Immunoprecipitation.

Immunoprecipitations were carried out for 2 h at 4°C with antibodies added to 1 μg/ml followed by 1 h with protein A Sepharose beads. To examine GADD34 phosphorylation in vivo, cells were lysed with RIPA buffer (150 mM NaCl/50 mM Tris, pH 8.0/1% Nonidet P-40/0.5% sodium deoxycholate/0.1% SDS) in the presence of protease inhibitors and the tyrosine phosphatase inhibitors pervanadate (200 μM) and phenylarsine oxide (1 mM). Following adjustment of NaCl concentration to 300 mM to reduce nonspecific binding, the lysates were incubated for 2 h at 4°C with anti-FLAG agarose beads (Sigma). The beads were washed with RIPA buffer, and bound proteins were analyzed by Western blotting.

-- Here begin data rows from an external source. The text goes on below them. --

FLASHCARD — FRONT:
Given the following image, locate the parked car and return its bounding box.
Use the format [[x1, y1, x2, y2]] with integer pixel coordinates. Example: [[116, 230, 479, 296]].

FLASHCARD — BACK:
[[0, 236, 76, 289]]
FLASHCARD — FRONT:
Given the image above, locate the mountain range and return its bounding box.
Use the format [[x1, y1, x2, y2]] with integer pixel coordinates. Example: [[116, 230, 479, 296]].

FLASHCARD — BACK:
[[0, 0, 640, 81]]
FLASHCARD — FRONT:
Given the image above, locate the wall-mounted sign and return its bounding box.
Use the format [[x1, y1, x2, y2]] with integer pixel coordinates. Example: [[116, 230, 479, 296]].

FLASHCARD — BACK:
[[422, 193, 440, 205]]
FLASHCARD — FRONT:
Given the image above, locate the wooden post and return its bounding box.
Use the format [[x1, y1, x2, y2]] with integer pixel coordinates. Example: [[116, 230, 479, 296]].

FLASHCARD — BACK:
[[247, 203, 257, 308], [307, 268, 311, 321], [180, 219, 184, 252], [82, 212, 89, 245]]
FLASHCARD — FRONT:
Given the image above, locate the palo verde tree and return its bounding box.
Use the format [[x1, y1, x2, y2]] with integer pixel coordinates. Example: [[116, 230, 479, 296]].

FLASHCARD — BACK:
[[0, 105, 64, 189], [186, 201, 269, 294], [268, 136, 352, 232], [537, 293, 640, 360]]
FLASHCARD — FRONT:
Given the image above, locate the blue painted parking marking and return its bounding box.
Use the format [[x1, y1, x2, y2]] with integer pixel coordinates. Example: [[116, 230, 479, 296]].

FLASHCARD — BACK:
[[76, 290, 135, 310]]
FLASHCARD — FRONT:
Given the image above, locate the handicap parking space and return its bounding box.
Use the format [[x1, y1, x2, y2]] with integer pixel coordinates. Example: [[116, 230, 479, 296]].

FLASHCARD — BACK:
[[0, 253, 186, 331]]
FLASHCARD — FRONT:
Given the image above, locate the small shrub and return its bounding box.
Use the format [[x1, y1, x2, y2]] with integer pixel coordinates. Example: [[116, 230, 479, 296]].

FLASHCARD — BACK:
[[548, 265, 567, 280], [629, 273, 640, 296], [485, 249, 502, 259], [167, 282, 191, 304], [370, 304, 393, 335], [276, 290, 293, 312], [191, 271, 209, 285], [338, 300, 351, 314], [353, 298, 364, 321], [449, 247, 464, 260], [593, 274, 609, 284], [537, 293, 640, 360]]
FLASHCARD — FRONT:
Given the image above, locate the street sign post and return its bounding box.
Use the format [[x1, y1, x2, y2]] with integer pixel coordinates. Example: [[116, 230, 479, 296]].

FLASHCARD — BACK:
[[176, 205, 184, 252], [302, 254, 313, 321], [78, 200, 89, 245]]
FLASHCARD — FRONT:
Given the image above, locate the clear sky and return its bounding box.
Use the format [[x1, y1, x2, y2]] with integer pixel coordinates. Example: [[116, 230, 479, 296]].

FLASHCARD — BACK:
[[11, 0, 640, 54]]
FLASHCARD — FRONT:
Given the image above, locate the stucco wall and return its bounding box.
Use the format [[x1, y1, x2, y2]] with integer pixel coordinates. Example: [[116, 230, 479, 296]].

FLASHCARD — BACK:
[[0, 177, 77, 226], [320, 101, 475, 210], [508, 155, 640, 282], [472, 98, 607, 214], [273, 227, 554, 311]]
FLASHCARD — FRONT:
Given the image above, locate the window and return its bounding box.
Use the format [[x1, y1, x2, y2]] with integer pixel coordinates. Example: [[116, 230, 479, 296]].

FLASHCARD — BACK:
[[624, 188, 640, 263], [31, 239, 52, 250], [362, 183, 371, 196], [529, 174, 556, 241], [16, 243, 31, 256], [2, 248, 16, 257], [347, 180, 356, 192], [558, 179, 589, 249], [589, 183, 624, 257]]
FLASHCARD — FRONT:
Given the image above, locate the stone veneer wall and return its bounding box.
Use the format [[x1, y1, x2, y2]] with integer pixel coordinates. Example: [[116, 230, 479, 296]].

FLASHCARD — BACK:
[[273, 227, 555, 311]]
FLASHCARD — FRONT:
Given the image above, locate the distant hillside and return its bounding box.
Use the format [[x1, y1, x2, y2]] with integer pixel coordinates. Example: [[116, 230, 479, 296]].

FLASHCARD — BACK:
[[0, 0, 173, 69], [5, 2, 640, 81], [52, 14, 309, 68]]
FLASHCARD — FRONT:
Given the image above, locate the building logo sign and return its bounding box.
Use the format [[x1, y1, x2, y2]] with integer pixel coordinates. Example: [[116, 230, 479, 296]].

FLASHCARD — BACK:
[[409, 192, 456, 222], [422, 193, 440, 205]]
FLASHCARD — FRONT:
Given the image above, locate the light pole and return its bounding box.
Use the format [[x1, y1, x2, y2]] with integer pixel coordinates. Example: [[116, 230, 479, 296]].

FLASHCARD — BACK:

Affinity Purification of FLAG-GADD34.

FLAG-GADD34 expressed in HEK293 cells was adsorbed on anti-FLAG agarose beads, washed with 20 mM Tris, pH 7.6/150 mM NaCl/1 mM EDTA/10% glycerol, and eluted with the wash buffer containing 100 μg/ml FLAG peptide (Sigma). Fractions containing FLAG-GADD34 were combined and concentrated to 50 μg/ml by dialysis against wash buffer containing 50% (wt/wt) polyethylene glycol 8000. Aliquots of the purified protein were stored at −70°C.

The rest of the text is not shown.